How can we intuitively predict a problem with only the available data from currently working systems? First monitor and alarm on predicted future capacity metrics. From this step, we can now predict overcapacity before customers are affected on things like storage or networking.
Next, alarm on activity outside of normal ranges. Personally I use 1 to 2 standard deviations from the normal range. Using this data, we can investigate the reason for the abnormal range to determine if it is symbolic of a future problem. These are 2 things that have been a part of the Zenoss platform for a long time and should be part of any modern monitoring solution.

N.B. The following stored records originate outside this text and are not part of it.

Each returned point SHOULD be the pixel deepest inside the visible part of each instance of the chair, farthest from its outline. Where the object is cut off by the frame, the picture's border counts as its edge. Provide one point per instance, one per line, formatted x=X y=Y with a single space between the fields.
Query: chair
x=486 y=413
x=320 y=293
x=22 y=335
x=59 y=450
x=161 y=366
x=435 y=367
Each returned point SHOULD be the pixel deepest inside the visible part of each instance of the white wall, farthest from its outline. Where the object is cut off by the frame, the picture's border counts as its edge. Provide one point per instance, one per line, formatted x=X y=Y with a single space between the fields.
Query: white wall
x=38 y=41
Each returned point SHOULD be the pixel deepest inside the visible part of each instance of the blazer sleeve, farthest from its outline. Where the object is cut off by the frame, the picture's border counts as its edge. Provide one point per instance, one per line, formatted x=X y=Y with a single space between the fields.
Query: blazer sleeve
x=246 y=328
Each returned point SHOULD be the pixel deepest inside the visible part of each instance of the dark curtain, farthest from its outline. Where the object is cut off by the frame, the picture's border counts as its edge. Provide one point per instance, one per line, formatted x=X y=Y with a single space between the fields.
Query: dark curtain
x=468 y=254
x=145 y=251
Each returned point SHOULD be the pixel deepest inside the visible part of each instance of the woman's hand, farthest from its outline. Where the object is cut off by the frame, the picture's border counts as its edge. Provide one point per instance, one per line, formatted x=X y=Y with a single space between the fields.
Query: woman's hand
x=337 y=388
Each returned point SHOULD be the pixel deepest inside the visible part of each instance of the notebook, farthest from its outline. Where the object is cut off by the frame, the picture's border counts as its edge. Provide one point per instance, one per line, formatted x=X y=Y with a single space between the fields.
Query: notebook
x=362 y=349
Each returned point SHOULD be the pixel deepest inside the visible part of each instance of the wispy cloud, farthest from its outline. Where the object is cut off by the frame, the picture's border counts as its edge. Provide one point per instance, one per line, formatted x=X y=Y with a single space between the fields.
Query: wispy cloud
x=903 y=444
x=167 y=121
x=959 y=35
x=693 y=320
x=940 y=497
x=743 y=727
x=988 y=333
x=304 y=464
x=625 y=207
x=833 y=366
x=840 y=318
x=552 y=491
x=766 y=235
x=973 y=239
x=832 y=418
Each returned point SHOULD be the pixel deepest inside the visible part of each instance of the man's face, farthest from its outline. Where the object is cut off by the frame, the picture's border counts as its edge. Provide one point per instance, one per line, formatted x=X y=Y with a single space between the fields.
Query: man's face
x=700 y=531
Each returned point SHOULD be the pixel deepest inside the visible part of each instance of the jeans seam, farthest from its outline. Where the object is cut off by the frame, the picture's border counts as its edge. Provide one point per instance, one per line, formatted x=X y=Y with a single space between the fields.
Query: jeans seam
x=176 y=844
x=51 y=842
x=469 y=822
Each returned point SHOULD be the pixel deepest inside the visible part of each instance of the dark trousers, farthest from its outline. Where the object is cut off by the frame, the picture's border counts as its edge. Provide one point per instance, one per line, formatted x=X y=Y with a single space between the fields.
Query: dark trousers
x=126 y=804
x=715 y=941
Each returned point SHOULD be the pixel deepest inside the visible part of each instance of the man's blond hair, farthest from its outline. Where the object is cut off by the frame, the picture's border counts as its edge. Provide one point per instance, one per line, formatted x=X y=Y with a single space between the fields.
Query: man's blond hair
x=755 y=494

Finally, we have to understand how to take individual data points and combine them into pieces of a larger puzzle. At Zenoss, this has been core to our product for a long time and is something that modifies the value of the product from monitoring to decreasing incident resolution times. Having a single device down or over capacity could potentially harm many other devices and business systems understanding that relationship can eliminate a flood of alarms into a single alarm for the direct cause of the incident.
This needs to incorporate application performance metrics, log data, monitoring and many data points to create a holistic understanding of the environment. However, one must let the business model dictate the data necessary to create a holistic view. For example, I have seen engineering firms use data from individual HPC workloads and combine them with individual machine data during the time the job was running to determine if workloads were being oversubscribed by the job scheduler. This company was able to free up hundreds of hours a month by decreasing the minimum required specs to load a job. I have also seen MSP’s use data collected by customer to pre-empt customer needs and plan accordingly by customer.
This leads nicely into the real goal of the new IT monitoring paradigm, making and aligning with business decisions. A MSP that can predict and prepare for customer capacity is more likely to succeed than one that cannot. That same MSP could offer customers the ability to see the monitoring of their devices for an additional fee. Software engineering firms that can predict the footprint of their new product based on the usage of the engineers still creating it can be better prepared for the needs of the future. Helpdesks, and IT Administrators can decrease downtime by predicting what could be a problem. The IT focus will move from responding to customer problems to working on things that affect the business. When there are problems the time to resolution will be significantly less than before allowing them to get back to more important projects. The role of modern monitoring needs to make use of the vast amounts of data at its disposal to predict potential problems before they affect users, proactively determine the cause of current issues and solve a larger business problem.